Go to most US graduate schools in the hard sciences and you will see highly capable students from China in profusion. And, while the number of Americans studying in China is in the low thousands each year, China for more than a decade has had about 60,000 students matriculated in American institutions of higher learning studying science, technology, as well as business, economics, and international affairs. China is turning out language proficient, culturally adept, and scientifically and technically capable people at home and abroad in ever-greater numbers. We must do the same. If Chinese competition motivates us to do what we should be doing, this is positive.

Public health is a tricky third building block. There are millions of people in China with virtually no medical care; the system is vulnerable to infectious diseases, as the world saw with SARS in 2002-03, and maladies once reduced to very low levels are increasing in incidence -- not to mention a looming HIV/AIDS catastrophe. Nonetheless, China had a life expectancy in 2002 of 71 years, which compares favorably with the life expectancy in a much richer United States -- 77, according to the World Bank. And yet, in 2002 China only consumed about 5.5 percent of its still modest GNP on health expenditures while the United States consumed 13.3 percent. By 2004, this had risen to 15.4 percent and is projected to reach a whopping 18.7 percent by 2014. The point is not that Americans should prefer Chinese healthcare, but rather that if the United States is to remain competitive it must control health expenditures.

Turning to the security implications of China's rise, the trends merit vigilance. China's official, non-inflation-adjusted defense budget has increased in the double-digit range every year from 1990 through 2004, placing China's estimated expenditures in a league with Russia, Japan, and the United Kingdom.

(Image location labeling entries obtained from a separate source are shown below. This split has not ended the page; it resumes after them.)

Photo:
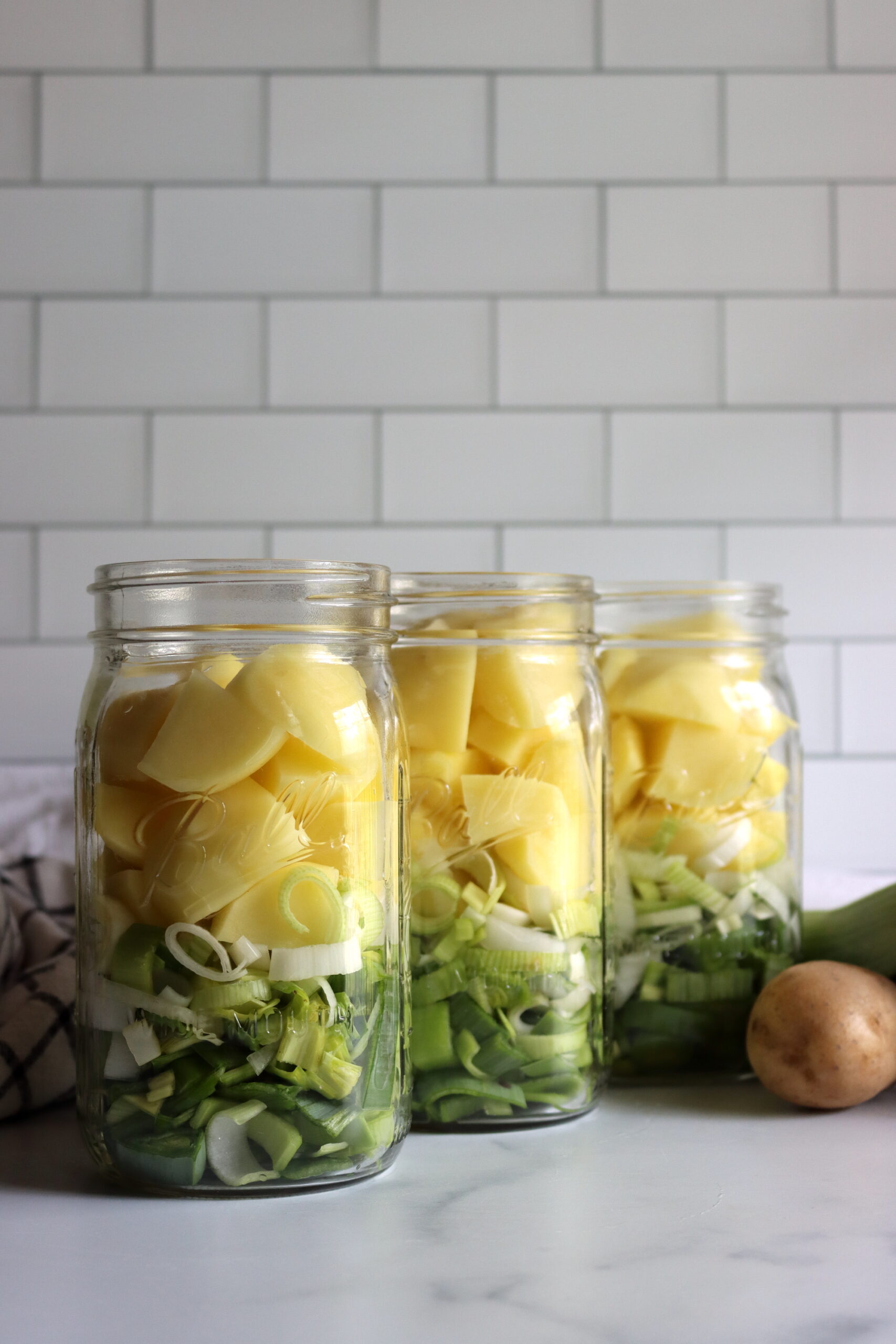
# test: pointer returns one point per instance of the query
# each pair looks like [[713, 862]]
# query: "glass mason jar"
[[707, 817], [505, 728], [242, 980]]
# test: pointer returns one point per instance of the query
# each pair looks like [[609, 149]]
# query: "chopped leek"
[[135, 958], [467, 1046], [458, 1084], [179, 953], [231, 994], [175, 1159], [481, 961], [280, 1140], [577, 917], [440, 984], [324, 959], [433, 902], [431, 1042], [227, 1146], [141, 1042]]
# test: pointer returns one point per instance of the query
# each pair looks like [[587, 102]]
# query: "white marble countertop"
[[683, 1215]]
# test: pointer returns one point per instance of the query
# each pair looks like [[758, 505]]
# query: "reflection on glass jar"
[[241, 998], [505, 731], [705, 802]]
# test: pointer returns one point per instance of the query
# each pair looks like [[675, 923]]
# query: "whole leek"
[[861, 933]]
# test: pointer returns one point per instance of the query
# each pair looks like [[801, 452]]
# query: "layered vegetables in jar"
[[705, 884], [505, 847], [244, 996]]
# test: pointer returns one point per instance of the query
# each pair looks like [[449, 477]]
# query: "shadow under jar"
[[505, 729], [707, 817], [241, 975]]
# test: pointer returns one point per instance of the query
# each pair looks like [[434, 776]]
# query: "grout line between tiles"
[[374, 47], [34, 356], [378, 483], [150, 239], [150, 466], [37, 127], [837, 464], [493, 354], [604, 239], [35, 584], [263, 127], [376, 239], [263, 354], [150, 35], [608, 466], [839, 706]]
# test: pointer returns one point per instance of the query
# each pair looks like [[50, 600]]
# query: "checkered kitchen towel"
[[37, 941]]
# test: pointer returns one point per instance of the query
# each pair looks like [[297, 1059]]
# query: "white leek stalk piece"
[[321, 959], [141, 1042], [230, 1156]]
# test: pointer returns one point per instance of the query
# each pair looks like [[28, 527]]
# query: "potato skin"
[[824, 1035]]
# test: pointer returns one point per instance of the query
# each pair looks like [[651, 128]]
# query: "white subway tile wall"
[[596, 286]]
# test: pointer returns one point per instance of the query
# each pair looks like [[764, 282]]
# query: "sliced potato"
[[210, 741], [128, 729], [309, 694]]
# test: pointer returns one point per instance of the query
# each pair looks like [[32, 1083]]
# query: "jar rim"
[[721, 591], [370, 579], [442, 585]]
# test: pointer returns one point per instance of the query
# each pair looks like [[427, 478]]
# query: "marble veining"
[[684, 1215]]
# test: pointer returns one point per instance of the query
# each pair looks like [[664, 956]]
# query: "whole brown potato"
[[824, 1035]]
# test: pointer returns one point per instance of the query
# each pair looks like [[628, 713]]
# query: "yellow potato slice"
[[510, 747], [436, 689], [767, 843], [529, 687], [562, 761], [629, 761], [220, 668], [664, 686], [309, 695], [307, 781], [692, 838], [128, 729], [214, 848], [129, 889], [258, 915], [437, 795], [350, 836], [501, 807], [121, 816], [210, 741], [700, 768]]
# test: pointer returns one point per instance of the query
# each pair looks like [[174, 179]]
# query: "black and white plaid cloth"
[[37, 984], [37, 940]]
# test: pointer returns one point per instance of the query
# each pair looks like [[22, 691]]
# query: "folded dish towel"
[[37, 940]]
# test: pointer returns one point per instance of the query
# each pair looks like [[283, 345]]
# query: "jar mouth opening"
[[347, 577], [766, 597], [488, 588]]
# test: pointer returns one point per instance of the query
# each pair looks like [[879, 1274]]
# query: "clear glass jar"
[[707, 817], [242, 979], [505, 728]]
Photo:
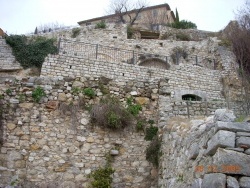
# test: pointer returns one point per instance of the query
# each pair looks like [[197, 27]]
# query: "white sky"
[[22, 16]]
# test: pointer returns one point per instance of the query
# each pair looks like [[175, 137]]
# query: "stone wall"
[[211, 152], [182, 77], [45, 147]]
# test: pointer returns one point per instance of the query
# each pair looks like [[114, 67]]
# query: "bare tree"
[[239, 35], [125, 10]]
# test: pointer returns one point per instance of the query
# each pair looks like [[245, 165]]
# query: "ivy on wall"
[[32, 52]]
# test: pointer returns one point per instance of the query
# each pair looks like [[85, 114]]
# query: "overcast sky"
[[22, 16]]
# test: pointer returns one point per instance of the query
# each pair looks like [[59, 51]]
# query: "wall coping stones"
[[233, 126]]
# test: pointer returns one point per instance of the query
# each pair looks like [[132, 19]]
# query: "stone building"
[[149, 16]]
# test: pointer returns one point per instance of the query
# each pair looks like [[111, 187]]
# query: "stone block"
[[244, 182], [214, 180], [231, 162], [232, 182], [243, 142], [220, 139], [233, 126], [224, 115]]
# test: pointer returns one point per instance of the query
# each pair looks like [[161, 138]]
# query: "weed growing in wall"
[[31, 52], [134, 109], [151, 132], [38, 93], [89, 92], [101, 25], [75, 32], [110, 113]]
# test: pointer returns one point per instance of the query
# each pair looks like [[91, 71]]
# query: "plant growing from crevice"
[[153, 151], [101, 177], [75, 32], [101, 25], [151, 132], [8, 91], [31, 52], [38, 93], [110, 113], [89, 92], [134, 109]]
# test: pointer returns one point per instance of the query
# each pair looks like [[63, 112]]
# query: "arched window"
[[191, 97]]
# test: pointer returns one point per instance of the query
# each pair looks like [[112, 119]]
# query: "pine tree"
[[36, 31], [176, 16]]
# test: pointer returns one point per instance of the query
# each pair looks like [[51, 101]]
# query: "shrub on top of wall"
[[31, 52], [110, 113], [101, 25]]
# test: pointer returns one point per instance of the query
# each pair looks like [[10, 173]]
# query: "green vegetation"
[[130, 32], [75, 32], [183, 24], [134, 109], [8, 91], [38, 93], [89, 92], [101, 25], [32, 52], [110, 113]]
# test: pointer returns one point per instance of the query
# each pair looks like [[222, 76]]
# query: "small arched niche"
[[191, 97], [156, 63]]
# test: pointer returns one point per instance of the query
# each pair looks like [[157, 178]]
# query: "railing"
[[112, 54]]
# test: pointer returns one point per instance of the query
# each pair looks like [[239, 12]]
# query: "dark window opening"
[[191, 97]]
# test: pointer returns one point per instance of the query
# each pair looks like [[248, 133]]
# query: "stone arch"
[[156, 63], [195, 95]]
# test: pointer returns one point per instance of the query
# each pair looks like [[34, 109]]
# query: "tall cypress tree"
[[176, 16]]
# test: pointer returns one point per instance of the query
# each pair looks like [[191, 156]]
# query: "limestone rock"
[[243, 142], [26, 105], [11, 126], [244, 182], [232, 182], [220, 139], [62, 97], [231, 162], [224, 115], [233, 126], [142, 100], [214, 180]]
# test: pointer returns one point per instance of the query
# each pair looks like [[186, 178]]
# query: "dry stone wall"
[[212, 152], [44, 147], [182, 77]]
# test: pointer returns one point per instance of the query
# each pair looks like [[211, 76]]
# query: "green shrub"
[[151, 132], [102, 177], [33, 52], [130, 32], [89, 92], [75, 32], [182, 37], [8, 91], [101, 25], [111, 114], [134, 109], [183, 24], [153, 151], [38, 93]]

Second, China has an active space program, the dimensions of which would surprise most Americans, and emphasis is being placed on modernizing air, missile, and naval forces, as well as enhancing cyberspace, communication, guidance, and reconnaissance capabilities. China is developing these forces and capabilities to have military options if it determines Taiwan is moving unalterably toward independence, to deter Washington from entering a Taiwan Strait conflict, to safeguard China's nuclear deterrent, and to secure its resource lifelines. Washington and Beijing could end up in conflict in the Taiwan Strait if the situation there is not handled well.

Beyond Taiwan, however, the US security situation in Asia is changing less as a consequence of China's growing military power than of Beijing's economic growth. America's post-World War II allies in East Asia (Australia, Japan, the Philippines, the Republic of Korea, and Thailand) are becoming increasingly dependent on exporting to China and/or receiving increasing investment from it. Consequently, most US allies will not allow themselves to be drawn into what they view as unnecessary friction with Beijing. Japan is the ally most tightly aligned with Washington. As China's economic power grows, therefore, the United States cannot count on most allies following its lead without question. We see this clearly with a South Korea that now exports more to China than to the United States. The amorous effects of China's economic aphrodisiac on our allies is nowhere more apparent than in NATO's likely decision to resume arms sales to China in the face of US opposition.

Amid these dangers there also are positive possibilities. The most productive way to enhance security in Asia over time would be to work with China, Japan, and others to build new security structures to supplement the post-World War II bilateral alliances.

The China challenge, therefore, is not destined to put America out of business or cause war. What China's rise means ultimately depends on how both nations respond. A colossal misstep would be for America to respond to a predominantly economic and intellectual challenge militarily. If Americans make the needed corrections at home, adjust security structures abroad, and all parties manage to avoid war in the Taiwan Strait, China's gains can push America and Asia forward.

David M. Lampton, dean of faculty at Johns Hopkins School of Advanced International Studies and director of Chinese studies at the Nixon Center, is writing a book about the rise of China.